The bill would require businesses that sell vaping products to acknowledge that in their annual business filings with the secretary of state, who would share it monthly with the Kentucky Department of Alcoholic Beverage Control and the state Department of Revenue. ABC would then be responsible for creating a system that identifies and publishes the retailers who violate the law.
The bill would fine retailers $100 to $500 for a first offense of selling vaping products to anyone under 21, which is consistent with existing law. The penalty for a second offense would be $1,000 and $5,000 for a third violation. A retailer with a fourth violation in two years would be banned from selling vapes. The bill also sets fines for manufacturers and wholesalers.
Terry Brooks, executive director of Kentucky Youth Advocates, lauded the bill’s passage, saying it takes important steps to reduce youth access to addictive nicotine products. But he called for the Senate to strengthen it.
“Provisions of this bill will provide a more complete understanding of the retail landscape by creating a database of tobacco and nicotine product retailers, which is a critical first step to ensure that bad actors selling to underage kids are penalized,” Brooks said in a news release. “But the ability to hold retailers accountable for responsibly selling tobacco and nicotine products relies on regular compliance checks for underage sales violations.”
He added, “Youth have been targeted with flavored vape products and can quickly become dependent, but there are opportunities to stop this cycle. As HB 11 advances, we hope this bill can go even further by ensuring that regular compliance checks are included in statute.”
“Addressing the source of these products is critical to reducing youth access and initiation of nicotine, but the rules are only as good as the enforcement that we put behind them,” she said.
According to the 2021 Youth Behavioral Risk Factor Surveillance System data, 45% of Kentucky’s high-school students said they had used an electronic vapor product, 22% of them were current users, 8% were frequent users, and 7% used the products daily.
Asked how they got them, 12% said they usually bought them at a convenience store, supermarket, discount store or gas station.
Among Kentucky middle-school students, 24% said they had ever used an electronic vapor product, 11% said they were current users; nearly 3% said they were frequent users, and 2% said they used the products daily.
Opposition to the bill
During the House debate, Rep. Savannah Maddox, R-Dry Ridge, said she opposed the bill because it would ban products meant to be used by adults.
“This is being proposed as something that is designed to reduce harm in minor children, when in reality it will do no such thing. These products are already illegal,” she said. “What it will do is harm Kentucky’s businesses.”
Rep. Rachel Roarx, D-Louisville, brought up the concerns voiced by vape-shop owners to the committee, including documentation that showed convenience stores are the bad actors when it comes to selling vapes to minors, and their concerns that the only FDA-approved products have high nicotine levels. She also voiced her concerns that this bill is “granting a monopoly to certain companies.”

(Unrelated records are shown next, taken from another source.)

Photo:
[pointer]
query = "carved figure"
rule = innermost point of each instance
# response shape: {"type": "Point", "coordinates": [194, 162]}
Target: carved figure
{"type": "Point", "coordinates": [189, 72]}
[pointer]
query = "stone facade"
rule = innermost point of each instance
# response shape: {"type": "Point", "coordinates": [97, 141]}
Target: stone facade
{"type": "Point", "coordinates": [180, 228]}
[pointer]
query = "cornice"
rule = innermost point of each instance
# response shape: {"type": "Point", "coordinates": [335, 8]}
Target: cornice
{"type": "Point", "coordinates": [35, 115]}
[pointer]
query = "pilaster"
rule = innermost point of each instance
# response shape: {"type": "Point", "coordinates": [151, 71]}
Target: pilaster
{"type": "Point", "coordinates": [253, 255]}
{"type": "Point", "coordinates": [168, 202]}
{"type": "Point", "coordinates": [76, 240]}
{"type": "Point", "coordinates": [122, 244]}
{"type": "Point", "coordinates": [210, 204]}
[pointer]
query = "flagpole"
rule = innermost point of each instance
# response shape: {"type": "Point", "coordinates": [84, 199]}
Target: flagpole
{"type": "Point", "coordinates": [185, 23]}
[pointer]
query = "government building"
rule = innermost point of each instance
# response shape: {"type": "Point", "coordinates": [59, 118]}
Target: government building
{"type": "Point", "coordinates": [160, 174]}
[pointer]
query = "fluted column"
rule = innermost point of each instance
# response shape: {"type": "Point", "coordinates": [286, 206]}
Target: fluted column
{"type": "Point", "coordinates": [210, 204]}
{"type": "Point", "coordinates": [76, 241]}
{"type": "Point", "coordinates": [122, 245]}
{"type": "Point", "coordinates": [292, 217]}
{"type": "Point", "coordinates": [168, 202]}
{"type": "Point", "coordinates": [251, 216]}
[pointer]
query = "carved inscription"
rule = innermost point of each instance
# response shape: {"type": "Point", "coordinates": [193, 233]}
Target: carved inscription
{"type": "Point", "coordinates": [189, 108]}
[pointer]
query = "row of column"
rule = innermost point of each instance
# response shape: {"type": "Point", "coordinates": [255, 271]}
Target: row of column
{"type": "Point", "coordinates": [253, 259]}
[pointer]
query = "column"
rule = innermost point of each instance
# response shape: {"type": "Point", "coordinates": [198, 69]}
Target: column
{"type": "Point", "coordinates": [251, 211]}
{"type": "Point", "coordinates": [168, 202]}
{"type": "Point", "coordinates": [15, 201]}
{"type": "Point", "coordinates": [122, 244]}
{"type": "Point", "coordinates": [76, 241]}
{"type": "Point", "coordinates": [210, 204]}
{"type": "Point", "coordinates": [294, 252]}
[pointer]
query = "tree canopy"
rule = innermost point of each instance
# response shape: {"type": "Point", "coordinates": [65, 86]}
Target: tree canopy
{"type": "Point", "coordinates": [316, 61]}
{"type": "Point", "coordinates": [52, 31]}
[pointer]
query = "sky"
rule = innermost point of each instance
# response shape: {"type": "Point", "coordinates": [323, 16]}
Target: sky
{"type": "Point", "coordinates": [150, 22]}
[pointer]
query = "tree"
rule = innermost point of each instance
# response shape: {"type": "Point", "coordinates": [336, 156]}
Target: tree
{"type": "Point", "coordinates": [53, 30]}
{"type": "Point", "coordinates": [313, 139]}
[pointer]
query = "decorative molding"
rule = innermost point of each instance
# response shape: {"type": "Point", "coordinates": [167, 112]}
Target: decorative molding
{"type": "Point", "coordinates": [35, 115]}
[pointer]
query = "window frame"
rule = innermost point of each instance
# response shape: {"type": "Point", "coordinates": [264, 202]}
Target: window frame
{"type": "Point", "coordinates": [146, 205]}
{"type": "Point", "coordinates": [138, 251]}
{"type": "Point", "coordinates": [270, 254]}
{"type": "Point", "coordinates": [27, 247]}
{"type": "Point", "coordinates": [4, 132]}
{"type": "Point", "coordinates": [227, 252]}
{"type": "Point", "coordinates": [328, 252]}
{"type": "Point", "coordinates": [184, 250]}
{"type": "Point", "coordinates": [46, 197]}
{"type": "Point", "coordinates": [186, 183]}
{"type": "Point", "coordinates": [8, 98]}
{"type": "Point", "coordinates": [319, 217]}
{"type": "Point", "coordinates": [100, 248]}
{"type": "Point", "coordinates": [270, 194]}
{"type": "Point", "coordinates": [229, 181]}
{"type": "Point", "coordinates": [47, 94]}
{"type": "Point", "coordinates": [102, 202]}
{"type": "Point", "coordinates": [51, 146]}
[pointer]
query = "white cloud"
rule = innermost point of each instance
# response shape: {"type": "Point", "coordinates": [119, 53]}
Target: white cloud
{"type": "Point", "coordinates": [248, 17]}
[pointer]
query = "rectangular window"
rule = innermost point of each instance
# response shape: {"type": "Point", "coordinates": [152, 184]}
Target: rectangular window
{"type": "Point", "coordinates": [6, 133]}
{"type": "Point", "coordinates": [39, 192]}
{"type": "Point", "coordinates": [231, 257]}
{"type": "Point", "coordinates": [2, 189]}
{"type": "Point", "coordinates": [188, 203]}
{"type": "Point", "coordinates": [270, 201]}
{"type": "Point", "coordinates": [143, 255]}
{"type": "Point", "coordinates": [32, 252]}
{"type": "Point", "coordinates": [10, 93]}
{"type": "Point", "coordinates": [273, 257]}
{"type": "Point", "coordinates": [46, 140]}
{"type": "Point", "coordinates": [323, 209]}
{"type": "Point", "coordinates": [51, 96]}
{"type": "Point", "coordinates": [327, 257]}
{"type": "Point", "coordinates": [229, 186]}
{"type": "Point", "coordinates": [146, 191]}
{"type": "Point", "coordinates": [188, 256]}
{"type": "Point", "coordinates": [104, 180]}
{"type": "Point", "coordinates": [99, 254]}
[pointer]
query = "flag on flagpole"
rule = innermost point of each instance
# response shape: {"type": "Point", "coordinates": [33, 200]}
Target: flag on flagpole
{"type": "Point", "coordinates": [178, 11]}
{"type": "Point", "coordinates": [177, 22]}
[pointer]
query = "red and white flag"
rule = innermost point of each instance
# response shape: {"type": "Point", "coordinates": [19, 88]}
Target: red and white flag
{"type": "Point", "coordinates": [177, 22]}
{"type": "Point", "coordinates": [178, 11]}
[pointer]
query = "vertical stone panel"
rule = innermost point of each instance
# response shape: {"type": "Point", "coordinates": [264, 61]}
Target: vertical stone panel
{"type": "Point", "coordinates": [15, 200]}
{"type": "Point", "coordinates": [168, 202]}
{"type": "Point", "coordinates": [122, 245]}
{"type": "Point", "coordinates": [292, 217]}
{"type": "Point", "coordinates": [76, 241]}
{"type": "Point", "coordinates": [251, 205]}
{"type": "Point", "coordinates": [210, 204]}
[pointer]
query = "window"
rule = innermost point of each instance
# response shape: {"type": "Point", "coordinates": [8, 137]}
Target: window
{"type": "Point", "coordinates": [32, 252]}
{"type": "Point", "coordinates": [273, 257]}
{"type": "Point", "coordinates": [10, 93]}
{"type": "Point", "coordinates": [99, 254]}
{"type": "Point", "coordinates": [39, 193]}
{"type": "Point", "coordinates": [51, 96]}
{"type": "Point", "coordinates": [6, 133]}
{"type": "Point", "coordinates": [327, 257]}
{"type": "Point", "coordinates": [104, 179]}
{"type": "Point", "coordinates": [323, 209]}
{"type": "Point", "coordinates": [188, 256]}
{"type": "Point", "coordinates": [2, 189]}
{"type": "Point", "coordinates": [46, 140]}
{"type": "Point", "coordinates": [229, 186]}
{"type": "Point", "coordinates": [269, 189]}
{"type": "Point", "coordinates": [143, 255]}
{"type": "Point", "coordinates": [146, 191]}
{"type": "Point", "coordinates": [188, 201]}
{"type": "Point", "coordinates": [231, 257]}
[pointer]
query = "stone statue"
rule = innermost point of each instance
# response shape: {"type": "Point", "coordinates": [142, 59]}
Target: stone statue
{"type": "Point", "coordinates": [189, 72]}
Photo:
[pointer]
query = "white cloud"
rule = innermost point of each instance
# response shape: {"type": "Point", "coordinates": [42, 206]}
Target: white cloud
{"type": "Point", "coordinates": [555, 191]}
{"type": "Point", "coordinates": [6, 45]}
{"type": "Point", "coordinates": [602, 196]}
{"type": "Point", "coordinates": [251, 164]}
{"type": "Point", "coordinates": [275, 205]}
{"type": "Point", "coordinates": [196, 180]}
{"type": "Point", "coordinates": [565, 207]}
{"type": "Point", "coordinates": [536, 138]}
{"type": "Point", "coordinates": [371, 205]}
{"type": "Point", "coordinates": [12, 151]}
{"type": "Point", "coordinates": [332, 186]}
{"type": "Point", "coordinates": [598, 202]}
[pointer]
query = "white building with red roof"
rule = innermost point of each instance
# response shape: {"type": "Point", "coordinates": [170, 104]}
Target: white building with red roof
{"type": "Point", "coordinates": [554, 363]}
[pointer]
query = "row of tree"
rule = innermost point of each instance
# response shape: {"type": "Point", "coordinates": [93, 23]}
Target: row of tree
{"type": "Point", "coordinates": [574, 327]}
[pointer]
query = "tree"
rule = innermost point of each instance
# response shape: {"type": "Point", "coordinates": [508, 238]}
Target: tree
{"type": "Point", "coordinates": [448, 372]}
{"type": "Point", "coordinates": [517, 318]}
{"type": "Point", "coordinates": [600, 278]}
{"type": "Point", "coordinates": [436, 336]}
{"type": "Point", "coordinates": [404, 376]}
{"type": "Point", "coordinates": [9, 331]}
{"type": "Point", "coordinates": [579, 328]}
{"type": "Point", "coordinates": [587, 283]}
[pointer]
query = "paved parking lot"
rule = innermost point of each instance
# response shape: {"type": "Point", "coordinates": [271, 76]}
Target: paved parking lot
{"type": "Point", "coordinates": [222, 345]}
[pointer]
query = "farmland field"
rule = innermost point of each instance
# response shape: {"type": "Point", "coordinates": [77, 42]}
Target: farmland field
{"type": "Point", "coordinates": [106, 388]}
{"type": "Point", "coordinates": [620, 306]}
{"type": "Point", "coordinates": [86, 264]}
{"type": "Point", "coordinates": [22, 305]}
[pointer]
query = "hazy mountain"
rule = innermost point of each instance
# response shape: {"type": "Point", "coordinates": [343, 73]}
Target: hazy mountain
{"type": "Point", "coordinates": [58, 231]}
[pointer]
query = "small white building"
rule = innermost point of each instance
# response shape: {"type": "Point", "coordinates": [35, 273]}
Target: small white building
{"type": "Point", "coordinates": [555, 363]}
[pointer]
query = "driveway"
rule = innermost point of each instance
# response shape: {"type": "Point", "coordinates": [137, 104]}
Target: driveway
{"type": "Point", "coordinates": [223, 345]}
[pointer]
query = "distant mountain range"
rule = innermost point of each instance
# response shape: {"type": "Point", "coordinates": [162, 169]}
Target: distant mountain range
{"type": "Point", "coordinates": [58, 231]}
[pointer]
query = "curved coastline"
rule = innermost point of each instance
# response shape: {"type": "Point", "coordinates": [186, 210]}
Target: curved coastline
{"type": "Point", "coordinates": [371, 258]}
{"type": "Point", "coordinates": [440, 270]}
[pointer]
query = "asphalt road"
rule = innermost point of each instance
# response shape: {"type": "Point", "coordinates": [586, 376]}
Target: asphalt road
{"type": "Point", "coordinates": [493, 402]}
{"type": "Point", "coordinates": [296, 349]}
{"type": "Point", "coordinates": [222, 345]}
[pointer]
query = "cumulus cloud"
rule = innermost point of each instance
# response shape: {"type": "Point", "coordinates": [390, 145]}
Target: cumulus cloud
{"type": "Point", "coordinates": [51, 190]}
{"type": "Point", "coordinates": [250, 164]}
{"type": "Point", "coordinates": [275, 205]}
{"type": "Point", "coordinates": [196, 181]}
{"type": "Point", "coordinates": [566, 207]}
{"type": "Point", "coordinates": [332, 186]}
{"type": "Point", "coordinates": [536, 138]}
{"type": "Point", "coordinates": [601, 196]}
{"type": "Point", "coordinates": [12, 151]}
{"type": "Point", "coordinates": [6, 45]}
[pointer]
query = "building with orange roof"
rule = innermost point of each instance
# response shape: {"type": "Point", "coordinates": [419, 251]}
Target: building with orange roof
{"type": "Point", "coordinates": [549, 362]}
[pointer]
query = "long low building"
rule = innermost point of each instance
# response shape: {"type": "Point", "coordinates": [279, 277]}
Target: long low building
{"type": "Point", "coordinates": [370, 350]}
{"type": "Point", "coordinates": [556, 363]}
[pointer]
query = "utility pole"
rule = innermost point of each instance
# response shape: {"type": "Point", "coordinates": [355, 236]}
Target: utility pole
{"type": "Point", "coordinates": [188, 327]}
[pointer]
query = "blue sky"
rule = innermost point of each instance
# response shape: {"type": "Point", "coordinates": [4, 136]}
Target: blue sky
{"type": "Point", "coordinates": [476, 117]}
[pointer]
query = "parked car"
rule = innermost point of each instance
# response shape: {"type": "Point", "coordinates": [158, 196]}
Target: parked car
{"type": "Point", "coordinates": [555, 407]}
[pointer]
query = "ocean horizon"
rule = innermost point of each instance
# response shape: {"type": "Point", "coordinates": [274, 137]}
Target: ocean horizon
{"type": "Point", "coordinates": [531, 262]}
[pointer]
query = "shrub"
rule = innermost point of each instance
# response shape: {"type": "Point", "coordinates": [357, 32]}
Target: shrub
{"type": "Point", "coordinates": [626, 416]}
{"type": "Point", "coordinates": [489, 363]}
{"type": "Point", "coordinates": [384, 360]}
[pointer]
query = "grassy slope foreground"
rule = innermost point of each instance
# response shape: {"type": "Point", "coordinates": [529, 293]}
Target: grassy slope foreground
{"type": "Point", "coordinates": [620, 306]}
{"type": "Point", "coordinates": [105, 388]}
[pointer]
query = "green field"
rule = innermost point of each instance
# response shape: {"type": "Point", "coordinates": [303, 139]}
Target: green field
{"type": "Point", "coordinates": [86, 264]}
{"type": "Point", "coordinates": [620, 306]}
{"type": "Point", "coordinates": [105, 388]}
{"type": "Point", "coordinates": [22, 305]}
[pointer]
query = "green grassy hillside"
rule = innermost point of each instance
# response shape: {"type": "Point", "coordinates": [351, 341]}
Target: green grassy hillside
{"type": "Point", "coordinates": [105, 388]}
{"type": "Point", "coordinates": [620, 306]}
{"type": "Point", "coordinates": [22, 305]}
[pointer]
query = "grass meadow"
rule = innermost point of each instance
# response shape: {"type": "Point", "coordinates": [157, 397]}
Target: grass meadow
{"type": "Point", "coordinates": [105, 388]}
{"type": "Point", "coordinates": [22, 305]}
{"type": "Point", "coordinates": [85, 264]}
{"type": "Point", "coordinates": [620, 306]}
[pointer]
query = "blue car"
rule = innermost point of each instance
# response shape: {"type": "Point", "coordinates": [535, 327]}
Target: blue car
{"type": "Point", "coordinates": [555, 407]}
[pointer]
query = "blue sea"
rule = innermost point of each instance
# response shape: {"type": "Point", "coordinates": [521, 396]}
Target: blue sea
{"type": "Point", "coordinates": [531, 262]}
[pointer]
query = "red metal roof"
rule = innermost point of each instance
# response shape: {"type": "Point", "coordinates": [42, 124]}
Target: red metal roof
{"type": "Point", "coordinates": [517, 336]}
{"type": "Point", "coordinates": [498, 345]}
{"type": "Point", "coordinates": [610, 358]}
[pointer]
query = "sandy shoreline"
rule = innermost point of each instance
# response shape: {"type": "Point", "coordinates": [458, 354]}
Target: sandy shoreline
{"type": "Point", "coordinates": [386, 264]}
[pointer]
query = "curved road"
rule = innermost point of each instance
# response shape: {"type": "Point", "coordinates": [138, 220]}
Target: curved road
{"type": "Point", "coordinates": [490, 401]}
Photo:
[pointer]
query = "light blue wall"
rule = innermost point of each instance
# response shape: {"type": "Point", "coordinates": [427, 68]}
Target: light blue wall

Rep. Daniel Grossberg, D-Louisville, said over 90% of his 4,000 emails and phone calls about the bill, many of them small business owners, had asked him to vote against it.
He said “The real problems [are] flavoring and marketing that target our kids,” and called for “stricter controls and enforcement for those who sell to minors, and regulate both the potency and the purity of these products. Rather than us ceding control to the FDA, who has done nothing effective about this. I too want to protect our kids.”
Raymer said several times that the FDA has been granted authority to regulate these products, and that this bill is simply following what the FDA says.
“I don’t think the FDA has done a great job in going through this list, but that is what we have to work with,” she said. ” And this is how we get the products that are being geared towards these minors off the shelf and products that have gone through no safety checks, we don’t know what’s in them. . . . They’re not just harmful for youth, they’re harmful for all Kentucky consumers.”